British photographer, Dom Romney’s newly redesigned website is an excellent example.
Today, I’m going to breakdown what makes it so successful.
#1 Big, Responsive Images
The full width images on the homepage have a cinematic feel and really allow someone to take a good look at them – which is kind of the point of a portfolio site. The site itself, along with the images, is also responsive. It responds to the size of the browser or device proportionally scaling up and down to take advantage of the space available and give the user an optimum viewing experience. Responsive design is a must for all portfolio sites. Dom chose not to go full screen with the images in his galleries for good reason. He says, “We went for the full page images on the home page for the WOW factor and then scaled it down for the portfolios to ensure that the image was being seen as a whole, I’d rather clients see all of a small image than only part of a giant one.”
Dom’s logo is clearly evident in the top left corner without being so prominently displayed that it overpowers the content – namely the images. As such, it’s a good size in relation to the hierarchy of the page. A smart rollover expands the logo adding the logotype of Dom’s name. The red from the logo is used in a subtle manner as an accent and rollover color.

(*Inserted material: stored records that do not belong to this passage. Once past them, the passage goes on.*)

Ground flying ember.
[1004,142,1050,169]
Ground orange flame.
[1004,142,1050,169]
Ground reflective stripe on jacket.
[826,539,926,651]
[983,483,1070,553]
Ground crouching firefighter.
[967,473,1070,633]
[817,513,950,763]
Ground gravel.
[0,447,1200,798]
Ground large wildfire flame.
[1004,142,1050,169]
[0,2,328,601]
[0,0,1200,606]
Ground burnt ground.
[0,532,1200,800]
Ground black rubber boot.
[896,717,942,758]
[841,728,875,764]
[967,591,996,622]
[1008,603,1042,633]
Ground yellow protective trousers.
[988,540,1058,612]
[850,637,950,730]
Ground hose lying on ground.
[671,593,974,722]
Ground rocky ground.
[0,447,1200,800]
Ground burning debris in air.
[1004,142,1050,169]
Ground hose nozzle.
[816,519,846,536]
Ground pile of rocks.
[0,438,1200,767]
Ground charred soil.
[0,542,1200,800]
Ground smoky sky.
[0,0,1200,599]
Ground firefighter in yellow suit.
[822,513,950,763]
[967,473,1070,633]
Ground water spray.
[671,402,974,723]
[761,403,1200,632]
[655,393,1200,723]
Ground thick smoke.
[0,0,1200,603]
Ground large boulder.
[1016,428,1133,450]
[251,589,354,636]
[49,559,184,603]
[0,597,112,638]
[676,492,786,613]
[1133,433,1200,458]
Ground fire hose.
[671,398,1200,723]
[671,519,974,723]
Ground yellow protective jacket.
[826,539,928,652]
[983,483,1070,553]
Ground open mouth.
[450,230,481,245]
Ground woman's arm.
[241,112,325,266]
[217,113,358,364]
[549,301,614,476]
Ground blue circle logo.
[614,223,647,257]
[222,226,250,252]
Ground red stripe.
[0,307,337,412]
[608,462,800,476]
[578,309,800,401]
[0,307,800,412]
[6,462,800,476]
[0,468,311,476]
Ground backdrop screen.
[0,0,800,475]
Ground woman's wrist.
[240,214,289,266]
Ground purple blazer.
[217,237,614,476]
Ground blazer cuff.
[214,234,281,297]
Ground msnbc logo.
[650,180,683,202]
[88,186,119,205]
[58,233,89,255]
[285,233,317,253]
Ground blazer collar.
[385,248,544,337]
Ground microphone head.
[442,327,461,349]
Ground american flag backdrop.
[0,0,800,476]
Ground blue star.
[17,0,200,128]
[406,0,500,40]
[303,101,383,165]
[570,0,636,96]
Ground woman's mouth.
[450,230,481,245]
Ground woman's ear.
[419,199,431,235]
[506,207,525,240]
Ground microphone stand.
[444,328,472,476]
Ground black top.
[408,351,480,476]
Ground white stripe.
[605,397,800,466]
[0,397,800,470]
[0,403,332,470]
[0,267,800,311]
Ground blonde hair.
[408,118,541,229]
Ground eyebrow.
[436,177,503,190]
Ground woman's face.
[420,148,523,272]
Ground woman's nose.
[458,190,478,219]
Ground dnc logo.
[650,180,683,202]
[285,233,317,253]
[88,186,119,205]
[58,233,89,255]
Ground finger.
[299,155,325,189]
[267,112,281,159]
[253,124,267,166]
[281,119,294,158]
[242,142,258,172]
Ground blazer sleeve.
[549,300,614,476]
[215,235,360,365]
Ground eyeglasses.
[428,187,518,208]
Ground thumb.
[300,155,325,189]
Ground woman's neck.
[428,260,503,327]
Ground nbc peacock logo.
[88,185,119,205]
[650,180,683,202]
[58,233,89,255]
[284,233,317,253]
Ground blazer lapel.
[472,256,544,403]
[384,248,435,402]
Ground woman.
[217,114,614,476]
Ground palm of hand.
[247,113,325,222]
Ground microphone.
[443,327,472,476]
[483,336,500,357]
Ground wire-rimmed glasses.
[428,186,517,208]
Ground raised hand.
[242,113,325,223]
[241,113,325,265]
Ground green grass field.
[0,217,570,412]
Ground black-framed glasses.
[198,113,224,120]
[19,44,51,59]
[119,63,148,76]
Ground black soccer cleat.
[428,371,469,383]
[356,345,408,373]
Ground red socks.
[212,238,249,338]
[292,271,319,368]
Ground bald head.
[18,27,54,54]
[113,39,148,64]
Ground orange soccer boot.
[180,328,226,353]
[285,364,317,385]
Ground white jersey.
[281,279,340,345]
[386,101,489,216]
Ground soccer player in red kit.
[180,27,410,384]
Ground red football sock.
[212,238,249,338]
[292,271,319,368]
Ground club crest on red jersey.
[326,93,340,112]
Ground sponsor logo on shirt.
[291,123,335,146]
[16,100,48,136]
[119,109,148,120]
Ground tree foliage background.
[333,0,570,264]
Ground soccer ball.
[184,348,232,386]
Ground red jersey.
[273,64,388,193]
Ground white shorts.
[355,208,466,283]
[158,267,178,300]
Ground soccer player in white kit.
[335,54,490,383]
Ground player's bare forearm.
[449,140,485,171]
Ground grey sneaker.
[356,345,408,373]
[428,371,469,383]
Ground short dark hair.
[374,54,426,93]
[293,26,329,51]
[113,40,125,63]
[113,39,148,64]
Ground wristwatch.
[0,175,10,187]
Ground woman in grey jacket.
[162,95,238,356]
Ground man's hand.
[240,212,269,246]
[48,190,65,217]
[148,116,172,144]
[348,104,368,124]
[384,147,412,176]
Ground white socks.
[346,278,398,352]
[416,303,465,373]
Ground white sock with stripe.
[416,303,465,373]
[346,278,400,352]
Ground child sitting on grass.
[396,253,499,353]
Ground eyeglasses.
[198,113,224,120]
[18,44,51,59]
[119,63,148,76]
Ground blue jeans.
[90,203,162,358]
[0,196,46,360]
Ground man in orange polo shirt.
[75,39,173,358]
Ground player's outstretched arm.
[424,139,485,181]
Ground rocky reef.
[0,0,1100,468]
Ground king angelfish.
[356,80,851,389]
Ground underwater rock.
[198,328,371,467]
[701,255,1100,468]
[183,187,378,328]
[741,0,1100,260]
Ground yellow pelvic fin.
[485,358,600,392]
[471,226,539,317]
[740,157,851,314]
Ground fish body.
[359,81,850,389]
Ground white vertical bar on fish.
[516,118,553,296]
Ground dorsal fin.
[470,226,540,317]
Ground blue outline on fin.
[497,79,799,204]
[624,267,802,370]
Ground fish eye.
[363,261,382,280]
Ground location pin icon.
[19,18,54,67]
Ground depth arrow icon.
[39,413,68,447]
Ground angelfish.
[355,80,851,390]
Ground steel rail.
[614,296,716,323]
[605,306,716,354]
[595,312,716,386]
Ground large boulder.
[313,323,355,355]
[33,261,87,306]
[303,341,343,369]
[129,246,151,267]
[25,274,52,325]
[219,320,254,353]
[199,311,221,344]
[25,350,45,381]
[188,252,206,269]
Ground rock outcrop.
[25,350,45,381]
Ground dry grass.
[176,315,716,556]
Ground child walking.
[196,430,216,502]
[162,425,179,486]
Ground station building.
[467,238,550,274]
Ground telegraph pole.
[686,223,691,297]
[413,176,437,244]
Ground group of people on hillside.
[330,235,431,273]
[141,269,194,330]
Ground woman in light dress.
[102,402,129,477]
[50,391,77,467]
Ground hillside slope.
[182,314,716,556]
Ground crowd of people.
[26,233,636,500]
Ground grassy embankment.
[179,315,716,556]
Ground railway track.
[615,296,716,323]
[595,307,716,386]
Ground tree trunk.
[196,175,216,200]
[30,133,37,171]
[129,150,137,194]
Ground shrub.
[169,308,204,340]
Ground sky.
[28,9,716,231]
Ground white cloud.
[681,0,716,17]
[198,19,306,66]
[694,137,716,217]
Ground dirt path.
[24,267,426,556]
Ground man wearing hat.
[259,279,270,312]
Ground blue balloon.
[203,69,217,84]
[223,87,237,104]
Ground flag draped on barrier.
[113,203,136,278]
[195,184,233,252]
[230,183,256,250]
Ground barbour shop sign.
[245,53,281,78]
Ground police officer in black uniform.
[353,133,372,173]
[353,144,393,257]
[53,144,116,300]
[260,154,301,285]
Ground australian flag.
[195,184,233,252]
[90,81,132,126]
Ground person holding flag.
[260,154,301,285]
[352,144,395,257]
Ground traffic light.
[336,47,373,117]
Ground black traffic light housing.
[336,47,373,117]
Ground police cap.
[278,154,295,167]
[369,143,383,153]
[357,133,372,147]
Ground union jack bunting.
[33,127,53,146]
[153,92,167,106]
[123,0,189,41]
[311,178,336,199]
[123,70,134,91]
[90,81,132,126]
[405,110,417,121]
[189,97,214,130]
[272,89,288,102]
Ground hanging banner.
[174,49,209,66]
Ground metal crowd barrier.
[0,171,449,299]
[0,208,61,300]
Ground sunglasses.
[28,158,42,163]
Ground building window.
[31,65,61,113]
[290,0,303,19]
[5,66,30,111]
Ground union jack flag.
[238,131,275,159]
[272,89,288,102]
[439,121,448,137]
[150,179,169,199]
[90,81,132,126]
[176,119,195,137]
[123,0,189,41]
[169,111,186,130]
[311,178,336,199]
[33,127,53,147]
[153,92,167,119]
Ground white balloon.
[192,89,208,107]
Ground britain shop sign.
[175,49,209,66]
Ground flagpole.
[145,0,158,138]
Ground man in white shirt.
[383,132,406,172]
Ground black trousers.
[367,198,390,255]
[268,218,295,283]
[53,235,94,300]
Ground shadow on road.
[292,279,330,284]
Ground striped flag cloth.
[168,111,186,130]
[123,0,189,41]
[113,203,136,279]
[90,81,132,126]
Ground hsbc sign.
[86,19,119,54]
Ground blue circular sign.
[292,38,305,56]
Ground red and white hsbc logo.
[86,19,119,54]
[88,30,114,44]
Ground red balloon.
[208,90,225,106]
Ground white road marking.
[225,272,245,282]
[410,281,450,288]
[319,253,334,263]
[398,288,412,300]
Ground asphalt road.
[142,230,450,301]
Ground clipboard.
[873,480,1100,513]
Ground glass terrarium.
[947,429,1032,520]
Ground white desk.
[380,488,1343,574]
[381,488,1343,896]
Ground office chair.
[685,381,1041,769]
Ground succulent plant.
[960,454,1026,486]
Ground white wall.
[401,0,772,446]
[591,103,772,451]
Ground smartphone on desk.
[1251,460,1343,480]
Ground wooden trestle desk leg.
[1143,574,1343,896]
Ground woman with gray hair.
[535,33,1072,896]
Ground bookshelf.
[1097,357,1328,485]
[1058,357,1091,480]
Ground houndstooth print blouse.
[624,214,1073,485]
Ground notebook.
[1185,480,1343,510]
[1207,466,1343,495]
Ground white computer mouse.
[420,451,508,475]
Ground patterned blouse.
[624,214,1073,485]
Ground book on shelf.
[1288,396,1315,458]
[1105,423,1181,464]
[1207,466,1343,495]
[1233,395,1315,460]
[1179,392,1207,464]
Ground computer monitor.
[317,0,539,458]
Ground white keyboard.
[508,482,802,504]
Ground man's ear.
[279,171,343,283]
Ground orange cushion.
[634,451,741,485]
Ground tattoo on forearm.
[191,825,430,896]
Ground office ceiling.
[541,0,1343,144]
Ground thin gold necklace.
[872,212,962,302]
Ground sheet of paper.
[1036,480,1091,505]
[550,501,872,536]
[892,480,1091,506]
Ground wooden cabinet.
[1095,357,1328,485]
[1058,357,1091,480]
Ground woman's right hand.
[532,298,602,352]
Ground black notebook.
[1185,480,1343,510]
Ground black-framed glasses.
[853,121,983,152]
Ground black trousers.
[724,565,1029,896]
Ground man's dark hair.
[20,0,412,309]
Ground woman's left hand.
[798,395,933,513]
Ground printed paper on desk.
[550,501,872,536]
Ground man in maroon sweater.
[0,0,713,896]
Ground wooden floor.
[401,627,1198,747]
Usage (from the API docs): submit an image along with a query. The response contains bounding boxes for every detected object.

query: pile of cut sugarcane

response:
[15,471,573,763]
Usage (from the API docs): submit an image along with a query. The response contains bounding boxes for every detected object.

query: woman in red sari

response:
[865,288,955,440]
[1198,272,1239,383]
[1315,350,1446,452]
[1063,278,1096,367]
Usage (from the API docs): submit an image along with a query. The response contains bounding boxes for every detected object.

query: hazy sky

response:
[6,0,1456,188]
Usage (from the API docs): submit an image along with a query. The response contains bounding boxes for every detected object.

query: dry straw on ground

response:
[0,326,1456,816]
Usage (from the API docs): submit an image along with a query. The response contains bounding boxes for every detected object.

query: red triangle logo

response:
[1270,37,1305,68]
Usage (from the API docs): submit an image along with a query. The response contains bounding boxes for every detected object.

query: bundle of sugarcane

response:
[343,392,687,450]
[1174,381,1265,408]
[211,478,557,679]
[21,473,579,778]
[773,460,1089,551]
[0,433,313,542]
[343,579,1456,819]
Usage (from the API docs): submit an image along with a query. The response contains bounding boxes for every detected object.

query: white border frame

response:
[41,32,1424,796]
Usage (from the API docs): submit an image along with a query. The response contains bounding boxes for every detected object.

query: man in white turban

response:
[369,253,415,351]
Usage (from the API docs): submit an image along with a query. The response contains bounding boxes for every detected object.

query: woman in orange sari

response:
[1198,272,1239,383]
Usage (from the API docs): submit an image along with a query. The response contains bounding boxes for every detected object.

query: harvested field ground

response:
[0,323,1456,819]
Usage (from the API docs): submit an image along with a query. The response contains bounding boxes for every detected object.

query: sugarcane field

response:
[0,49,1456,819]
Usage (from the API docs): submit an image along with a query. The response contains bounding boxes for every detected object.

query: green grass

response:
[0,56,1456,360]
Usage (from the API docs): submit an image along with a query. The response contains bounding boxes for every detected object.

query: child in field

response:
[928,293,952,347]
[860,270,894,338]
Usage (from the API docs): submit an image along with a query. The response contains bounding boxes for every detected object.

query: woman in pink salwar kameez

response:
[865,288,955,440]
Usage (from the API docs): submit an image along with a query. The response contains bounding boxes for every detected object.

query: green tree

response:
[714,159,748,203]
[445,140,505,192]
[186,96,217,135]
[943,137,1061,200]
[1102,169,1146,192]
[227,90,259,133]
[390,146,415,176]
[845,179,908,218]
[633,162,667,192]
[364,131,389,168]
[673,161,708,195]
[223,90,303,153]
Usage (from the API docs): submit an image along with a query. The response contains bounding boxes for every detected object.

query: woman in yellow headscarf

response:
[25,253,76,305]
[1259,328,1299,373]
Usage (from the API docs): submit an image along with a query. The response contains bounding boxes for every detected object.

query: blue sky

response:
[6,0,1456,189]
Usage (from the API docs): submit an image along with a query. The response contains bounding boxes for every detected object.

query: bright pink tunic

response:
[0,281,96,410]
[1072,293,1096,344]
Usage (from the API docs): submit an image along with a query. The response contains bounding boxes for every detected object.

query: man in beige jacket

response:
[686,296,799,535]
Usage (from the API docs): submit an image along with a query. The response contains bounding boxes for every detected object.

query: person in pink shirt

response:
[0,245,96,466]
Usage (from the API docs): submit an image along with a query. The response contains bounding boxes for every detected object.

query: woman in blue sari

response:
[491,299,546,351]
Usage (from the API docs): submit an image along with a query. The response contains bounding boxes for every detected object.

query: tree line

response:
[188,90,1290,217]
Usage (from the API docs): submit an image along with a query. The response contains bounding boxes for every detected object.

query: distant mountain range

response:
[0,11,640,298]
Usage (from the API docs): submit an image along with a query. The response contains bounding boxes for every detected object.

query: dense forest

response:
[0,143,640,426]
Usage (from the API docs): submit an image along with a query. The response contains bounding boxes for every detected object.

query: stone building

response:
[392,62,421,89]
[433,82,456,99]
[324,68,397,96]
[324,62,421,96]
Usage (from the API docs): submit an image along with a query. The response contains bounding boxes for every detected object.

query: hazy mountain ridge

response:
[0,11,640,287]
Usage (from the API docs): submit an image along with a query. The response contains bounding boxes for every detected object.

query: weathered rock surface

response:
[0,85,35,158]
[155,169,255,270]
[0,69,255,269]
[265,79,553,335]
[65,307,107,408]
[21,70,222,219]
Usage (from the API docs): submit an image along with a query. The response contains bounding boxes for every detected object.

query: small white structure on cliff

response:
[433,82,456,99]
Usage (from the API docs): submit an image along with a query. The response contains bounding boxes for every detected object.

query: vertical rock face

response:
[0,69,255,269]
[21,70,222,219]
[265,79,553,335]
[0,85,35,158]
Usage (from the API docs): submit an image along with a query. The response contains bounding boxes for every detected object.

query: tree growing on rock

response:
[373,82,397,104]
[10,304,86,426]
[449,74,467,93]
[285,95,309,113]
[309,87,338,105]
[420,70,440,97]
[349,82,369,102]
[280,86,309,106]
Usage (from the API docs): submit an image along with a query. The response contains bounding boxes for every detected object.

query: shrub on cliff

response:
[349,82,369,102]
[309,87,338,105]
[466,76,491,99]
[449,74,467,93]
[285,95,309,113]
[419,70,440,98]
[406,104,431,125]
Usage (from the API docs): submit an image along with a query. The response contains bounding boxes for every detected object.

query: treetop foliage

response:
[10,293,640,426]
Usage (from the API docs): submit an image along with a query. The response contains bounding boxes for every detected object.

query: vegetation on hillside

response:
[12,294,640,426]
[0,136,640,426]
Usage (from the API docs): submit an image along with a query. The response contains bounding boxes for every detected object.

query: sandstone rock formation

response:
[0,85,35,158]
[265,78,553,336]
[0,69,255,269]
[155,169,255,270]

#3 Simplified But Not Simple
There’s a big difference between a design that’s simple and one that’s visually simplified. A simple design doesn’t have much to it, it’s pretty basic and often lacks that special something. A visually simplified design takes a more complex design problem (often with more content) and figures out a way to communicate it in a clear, relevant and engaging manner. In Dom’s website the proportions of the composition, hierarchy, typography, minimal color palette, and use of iconography all work well to present different types of elements and content in a clean, modern, polished design. Since this is a website, the thing that takes this to the next level is the ux design – the interactive and motion aspects of the site that add that element of subtle sophistication. On the homepage, there’s the animated logo, slide up panel when you click the binocular icon, fade up red rollover on the social icons and the animated slideshow. The animated slideshow allows us to see many large images within a short amount of time without having to click a bunch of times (always a plus!). All of the other interactive/motion elements work well to keep the composition clean and uncluttered with the focus only drawn to these elements (and away from the images) once the user interacts with them. Yet, the experience is richer as all of these aspects are accessible to the user at once.
Typography and layout are the hallmarks of strong design. As evidenced in this slide up panel (image below). There’s a lot of information here, but’s it’s logically grouped and appears clean and well organized thanks to a simple grid structure, dotted lines, margins of negative space around content and a tight type hierarchy.
#4 Tap into Social Media
Along with the social icons in the header, each gallery has a social share. The more places your work can be seen the better. And there’s no better way to do that than to have others share for you.
#5 Integrated Blog
As I’ve said many times, a blog is a must for any independent creative. It works best as an integrated part of your online presence. Dom’s blog is included as a section of his website. It has well considered content and a consistent header with the rest of his site.